With difficulties facing the convening of the Higher Defense Council in the absence of a president, officials should act to form “a ministerial crisis cell” to cope with the fallout of military advances in Iraq by extremists from the Al-Qaeda-inspired Islamic State of Iraq and Greater Syria (ISIS), a ministerial source said Monday.
The proposed group should be headed by Prime Minister Tammam Salam and include the interior, defense, foreign affairs, finance, justice, social affairs and information ministers, the source told The Daily Star.
The source voiced fears that the parties that stood to benefit from the deteriorationof security in Lebanon, namely “dormant cells” of militants, might act to deal “a severe blow” to Lebanese stability as a reaction to ISIS’ expansion into Iraq.

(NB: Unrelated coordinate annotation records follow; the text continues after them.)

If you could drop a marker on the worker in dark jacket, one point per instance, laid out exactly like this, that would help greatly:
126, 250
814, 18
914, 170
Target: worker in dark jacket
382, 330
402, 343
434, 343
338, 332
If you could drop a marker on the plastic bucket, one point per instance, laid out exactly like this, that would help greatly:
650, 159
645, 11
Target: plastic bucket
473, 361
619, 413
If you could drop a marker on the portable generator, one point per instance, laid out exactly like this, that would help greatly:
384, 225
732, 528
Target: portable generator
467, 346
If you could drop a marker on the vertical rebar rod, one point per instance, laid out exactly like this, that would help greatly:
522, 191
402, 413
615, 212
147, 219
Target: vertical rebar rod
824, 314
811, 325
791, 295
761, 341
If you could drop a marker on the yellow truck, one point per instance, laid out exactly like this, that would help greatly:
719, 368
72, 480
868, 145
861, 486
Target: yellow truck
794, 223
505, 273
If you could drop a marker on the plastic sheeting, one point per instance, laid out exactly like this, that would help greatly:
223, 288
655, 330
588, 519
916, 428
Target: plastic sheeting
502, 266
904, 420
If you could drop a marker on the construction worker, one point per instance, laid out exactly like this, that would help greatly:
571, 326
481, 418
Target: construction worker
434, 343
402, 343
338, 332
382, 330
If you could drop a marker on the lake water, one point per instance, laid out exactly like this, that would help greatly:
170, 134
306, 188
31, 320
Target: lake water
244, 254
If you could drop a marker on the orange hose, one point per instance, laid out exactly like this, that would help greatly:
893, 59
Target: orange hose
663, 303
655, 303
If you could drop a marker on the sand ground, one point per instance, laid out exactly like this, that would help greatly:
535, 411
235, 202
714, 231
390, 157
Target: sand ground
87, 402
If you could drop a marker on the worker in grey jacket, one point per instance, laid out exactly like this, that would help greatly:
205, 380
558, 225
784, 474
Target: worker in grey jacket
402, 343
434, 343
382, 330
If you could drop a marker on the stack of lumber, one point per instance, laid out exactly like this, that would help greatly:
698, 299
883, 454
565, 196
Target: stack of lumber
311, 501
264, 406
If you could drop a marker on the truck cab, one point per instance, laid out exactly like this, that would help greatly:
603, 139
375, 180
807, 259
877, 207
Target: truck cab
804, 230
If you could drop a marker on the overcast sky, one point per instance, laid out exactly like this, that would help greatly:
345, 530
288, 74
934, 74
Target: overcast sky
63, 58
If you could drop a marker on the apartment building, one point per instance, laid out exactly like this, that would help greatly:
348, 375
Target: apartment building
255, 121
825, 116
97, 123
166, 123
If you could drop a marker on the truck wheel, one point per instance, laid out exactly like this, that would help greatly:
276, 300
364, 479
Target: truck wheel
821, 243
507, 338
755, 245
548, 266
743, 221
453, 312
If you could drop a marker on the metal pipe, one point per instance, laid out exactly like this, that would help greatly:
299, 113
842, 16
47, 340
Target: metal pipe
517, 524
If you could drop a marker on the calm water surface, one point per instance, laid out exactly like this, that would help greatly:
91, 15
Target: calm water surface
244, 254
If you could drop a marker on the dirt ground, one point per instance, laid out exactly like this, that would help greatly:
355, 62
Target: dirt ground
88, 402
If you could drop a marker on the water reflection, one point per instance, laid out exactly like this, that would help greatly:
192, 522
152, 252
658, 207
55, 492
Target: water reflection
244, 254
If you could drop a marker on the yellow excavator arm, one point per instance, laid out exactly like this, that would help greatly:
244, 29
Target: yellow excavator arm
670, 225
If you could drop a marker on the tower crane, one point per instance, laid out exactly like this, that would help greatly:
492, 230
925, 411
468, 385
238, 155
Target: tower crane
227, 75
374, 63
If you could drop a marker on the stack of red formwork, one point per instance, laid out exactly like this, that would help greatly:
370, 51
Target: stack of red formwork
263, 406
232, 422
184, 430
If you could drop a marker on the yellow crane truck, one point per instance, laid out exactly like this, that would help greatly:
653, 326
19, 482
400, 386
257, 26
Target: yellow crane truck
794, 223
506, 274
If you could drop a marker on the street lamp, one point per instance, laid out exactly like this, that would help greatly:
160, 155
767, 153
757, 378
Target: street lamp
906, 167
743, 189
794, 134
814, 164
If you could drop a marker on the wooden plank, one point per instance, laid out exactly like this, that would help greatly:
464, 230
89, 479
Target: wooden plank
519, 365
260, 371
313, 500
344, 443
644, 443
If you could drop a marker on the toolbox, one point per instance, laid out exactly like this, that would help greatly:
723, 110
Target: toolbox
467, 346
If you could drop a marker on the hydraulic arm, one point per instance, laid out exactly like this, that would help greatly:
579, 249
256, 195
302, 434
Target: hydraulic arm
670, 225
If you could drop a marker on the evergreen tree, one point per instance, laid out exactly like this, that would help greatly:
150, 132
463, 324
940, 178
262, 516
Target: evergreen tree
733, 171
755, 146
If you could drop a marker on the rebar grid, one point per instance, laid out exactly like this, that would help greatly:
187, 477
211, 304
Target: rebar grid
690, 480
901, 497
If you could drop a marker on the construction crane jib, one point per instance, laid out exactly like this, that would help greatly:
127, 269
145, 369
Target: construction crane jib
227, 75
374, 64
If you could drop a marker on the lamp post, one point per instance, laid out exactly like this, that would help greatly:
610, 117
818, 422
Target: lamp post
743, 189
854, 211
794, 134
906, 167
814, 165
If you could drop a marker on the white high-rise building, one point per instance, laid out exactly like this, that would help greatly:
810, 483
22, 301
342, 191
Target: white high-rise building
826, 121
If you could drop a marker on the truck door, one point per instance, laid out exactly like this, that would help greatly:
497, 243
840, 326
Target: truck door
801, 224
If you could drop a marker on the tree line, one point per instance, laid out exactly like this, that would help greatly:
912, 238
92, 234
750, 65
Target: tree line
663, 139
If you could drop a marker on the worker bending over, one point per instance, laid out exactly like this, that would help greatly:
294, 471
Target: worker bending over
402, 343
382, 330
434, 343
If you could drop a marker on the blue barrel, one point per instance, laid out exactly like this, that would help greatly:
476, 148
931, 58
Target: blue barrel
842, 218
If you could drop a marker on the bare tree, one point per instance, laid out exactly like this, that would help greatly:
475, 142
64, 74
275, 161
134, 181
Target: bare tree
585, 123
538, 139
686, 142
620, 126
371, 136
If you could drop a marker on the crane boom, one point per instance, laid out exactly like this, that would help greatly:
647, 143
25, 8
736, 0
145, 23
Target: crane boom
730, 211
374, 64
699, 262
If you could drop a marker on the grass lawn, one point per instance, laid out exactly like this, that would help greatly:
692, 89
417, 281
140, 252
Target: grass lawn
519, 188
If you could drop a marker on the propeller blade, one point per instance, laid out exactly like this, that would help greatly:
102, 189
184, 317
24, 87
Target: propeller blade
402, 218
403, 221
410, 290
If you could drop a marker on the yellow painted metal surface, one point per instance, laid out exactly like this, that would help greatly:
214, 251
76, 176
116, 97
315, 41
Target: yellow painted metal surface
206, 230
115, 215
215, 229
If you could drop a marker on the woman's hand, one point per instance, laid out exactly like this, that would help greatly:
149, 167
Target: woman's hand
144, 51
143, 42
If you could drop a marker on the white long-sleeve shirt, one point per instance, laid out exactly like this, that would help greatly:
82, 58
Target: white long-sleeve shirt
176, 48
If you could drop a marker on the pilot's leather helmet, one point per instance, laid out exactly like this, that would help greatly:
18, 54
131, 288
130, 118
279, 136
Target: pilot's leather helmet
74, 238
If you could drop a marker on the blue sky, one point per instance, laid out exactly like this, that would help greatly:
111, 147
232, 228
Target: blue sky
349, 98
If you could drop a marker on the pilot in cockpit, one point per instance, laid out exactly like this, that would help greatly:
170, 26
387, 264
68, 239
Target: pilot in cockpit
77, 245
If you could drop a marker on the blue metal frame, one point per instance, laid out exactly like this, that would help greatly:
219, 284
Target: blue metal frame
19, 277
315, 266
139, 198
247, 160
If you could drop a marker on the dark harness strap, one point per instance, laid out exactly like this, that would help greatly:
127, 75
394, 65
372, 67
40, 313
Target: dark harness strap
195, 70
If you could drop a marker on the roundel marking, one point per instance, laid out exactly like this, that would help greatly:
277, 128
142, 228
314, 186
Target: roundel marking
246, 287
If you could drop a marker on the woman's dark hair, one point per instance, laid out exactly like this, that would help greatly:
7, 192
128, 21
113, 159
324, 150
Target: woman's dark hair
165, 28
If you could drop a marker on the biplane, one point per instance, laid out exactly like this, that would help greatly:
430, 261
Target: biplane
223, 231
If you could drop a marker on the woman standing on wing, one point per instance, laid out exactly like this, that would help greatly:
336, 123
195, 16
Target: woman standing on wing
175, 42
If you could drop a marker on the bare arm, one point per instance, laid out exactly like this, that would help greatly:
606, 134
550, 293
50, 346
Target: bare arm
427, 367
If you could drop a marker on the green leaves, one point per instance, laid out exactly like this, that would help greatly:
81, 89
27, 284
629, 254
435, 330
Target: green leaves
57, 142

These fears have prompted officials to place Lebanese military and security forces on high alert in order to face spillover from violence in Iraq, the source said. He added that the Lebanese Army had launched a military operation to clear some border areas with Syria of any fighters from ISIS, the Nusra Front and other Al-Qaeda-affiliated groups in the area.
The spiraling Sunni-Shiite tensions in more than one area of the volatile Middle East and attempts by some well-known regional players to benefit from them have raised fears that Lebanon may become involved in the game of “iron and fire,” the source said.

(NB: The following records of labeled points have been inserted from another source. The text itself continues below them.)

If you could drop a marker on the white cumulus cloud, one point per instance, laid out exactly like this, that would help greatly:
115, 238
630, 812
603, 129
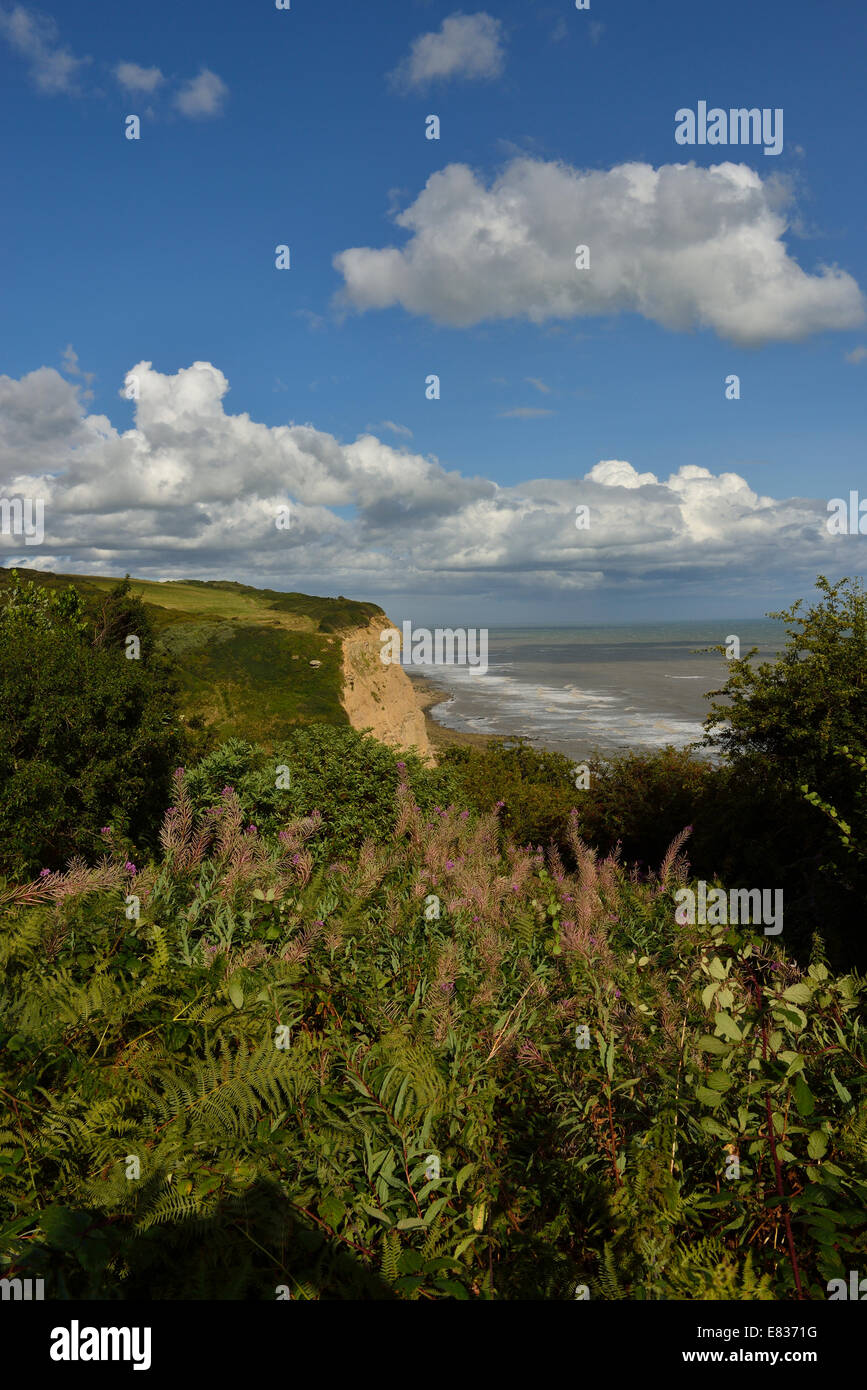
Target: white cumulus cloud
464, 46
136, 78
203, 95
193, 489
684, 246
36, 38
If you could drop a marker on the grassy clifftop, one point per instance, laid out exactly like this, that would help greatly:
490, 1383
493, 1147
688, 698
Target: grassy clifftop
243, 655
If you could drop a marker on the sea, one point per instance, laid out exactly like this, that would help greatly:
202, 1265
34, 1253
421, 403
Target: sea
605, 690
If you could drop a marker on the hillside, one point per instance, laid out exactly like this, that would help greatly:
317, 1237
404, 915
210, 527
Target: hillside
245, 655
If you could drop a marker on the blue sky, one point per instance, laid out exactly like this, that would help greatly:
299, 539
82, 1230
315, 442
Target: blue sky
267, 127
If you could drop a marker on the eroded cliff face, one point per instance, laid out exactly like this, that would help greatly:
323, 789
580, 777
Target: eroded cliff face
380, 697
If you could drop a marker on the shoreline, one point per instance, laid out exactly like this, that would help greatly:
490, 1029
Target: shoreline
428, 694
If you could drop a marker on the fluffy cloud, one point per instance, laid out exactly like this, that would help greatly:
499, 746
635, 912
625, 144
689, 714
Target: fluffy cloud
464, 46
53, 67
136, 78
203, 95
684, 246
195, 491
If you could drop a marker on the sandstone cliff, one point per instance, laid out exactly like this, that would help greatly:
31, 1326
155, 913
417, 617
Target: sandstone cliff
378, 697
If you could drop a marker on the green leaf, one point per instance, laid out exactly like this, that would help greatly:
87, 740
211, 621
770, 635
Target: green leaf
375, 1211
817, 1144
798, 993
464, 1173
707, 993
332, 1211
841, 1090
720, 1080
803, 1098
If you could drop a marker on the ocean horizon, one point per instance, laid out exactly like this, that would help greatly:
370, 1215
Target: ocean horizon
605, 688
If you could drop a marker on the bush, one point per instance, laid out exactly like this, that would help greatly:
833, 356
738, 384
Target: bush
88, 738
246, 1089
346, 776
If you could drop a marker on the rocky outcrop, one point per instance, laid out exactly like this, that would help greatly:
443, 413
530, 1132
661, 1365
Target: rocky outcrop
380, 697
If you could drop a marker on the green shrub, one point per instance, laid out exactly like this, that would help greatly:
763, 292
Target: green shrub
88, 738
243, 1089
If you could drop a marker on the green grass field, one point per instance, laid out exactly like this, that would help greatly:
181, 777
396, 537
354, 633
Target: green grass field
242, 653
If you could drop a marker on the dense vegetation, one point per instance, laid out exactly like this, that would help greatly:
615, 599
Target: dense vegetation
86, 736
368, 1079
792, 736
342, 1025
241, 656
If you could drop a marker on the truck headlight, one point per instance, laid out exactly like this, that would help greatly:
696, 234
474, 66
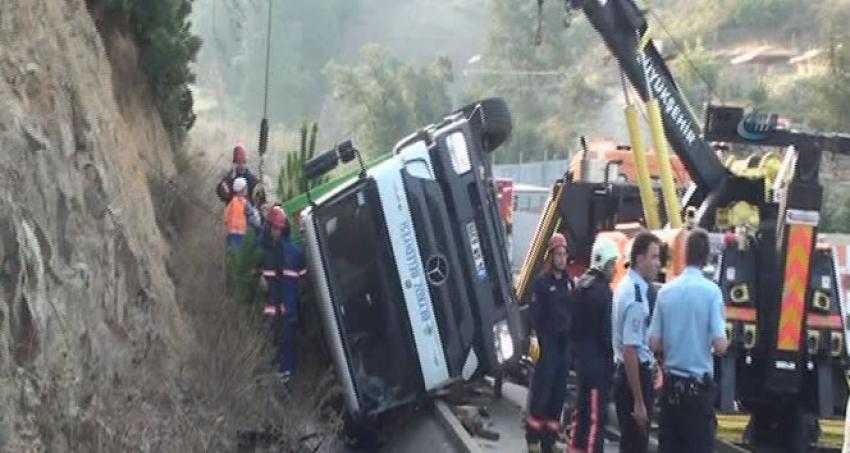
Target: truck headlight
503, 341
459, 152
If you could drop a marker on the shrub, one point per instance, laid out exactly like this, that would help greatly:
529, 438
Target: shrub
167, 46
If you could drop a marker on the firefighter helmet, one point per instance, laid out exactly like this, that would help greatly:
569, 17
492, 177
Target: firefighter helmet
277, 217
604, 250
240, 155
557, 240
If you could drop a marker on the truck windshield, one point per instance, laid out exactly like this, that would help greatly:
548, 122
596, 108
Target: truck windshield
368, 298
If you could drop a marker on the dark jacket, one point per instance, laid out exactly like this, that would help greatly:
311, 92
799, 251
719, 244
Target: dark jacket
283, 267
551, 304
591, 330
224, 189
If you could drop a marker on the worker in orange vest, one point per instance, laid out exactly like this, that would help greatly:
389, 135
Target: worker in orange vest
239, 214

“The situation requires political and security alertness to face the schemes of this kind,” the source added.
The proposed ministerial committee should focus on the security situation in light of the upheavals sweeping the region, the source said.
The source added that the committee should draw up a detailed plan to confront the proliferation of fundamentalist groups in Lebanese territory and insulate the country from regional developments, especially as certain parties that stand to benefit from the lack of a president and the disruption of Parliament and the Cabinet’s work could try to undermine stability in Lebanon if given the opportunity.

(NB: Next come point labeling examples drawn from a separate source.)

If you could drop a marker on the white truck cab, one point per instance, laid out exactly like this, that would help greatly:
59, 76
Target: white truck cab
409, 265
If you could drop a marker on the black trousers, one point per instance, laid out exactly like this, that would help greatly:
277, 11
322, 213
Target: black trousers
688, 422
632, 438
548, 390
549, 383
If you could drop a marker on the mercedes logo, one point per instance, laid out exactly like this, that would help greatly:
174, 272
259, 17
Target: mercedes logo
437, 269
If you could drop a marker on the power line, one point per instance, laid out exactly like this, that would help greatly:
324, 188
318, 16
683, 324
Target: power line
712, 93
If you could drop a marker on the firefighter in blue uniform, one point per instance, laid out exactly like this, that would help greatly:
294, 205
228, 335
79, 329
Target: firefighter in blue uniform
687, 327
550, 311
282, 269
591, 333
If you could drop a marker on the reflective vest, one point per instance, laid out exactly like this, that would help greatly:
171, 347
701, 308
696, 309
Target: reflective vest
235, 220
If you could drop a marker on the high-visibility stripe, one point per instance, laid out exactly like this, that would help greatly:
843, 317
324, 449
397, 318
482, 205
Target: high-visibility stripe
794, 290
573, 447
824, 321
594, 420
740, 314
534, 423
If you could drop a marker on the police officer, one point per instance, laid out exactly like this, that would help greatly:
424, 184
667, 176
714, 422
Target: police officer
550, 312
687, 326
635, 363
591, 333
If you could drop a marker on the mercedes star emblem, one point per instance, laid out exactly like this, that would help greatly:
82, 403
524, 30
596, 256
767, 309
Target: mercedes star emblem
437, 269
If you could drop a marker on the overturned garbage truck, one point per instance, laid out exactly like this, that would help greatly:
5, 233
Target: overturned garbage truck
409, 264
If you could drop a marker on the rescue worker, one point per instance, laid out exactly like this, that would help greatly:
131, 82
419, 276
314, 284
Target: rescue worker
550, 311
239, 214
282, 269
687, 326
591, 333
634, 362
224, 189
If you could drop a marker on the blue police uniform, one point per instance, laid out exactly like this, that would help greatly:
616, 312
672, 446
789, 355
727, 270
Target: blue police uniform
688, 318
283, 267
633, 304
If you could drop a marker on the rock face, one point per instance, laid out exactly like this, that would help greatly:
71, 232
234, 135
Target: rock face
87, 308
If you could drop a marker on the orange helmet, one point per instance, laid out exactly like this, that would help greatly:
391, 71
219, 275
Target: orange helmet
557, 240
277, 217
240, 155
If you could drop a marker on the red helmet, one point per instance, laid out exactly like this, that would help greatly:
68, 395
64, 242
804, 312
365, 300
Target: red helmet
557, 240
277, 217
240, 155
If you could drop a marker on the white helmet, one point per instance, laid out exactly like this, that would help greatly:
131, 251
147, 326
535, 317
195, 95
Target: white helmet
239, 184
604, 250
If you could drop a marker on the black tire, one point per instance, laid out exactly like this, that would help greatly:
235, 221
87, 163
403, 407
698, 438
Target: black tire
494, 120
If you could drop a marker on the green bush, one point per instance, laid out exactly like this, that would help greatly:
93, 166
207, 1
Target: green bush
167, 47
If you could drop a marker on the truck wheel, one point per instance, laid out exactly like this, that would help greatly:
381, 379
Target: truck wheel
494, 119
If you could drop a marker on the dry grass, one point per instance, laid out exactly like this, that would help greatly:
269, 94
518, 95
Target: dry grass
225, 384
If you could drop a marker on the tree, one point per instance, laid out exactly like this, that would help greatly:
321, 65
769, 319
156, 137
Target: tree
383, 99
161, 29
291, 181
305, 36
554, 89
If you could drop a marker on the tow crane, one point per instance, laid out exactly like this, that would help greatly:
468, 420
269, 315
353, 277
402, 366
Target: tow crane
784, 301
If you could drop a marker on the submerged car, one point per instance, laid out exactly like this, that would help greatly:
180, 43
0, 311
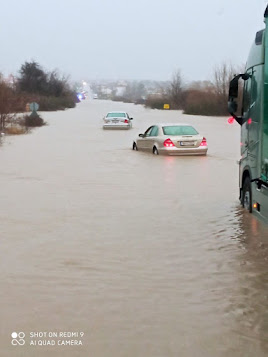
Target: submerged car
117, 120
172, 139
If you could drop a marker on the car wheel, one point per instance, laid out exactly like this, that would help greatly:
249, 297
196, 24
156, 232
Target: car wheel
135, 147
155, 151
247, 195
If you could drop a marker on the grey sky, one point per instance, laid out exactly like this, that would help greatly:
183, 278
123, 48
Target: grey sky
128, 39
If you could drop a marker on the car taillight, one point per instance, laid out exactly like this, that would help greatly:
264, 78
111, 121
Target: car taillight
204, 142
168, 143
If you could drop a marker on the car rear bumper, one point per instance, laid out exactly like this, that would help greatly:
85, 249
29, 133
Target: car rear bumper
116, 126
201, 150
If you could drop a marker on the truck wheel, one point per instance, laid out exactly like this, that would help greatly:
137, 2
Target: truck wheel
247, 195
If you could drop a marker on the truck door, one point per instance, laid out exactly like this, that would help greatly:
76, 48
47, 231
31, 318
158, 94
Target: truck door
246, 116
254, 117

Amid fears of destabilization at the beginning of summer, Western security sources voiced concerns during meetings held recently with Lebanese officials that the country might become an “active arena” for militants.
A number of the group’s members have entered the Palestinian refugee camp of Ain al-Hilweh near the southern city of Sidon in recent days and have stayed there, the sources said.
They added that ISIS has worked out a plan to expand its presence outside Syria and Iraq and set up “a logistical backyard” to back up its movements, contacts and transfers in those countries.
ISIS is expected to increase its statements about Lebanon in the next few days, according to the same sources.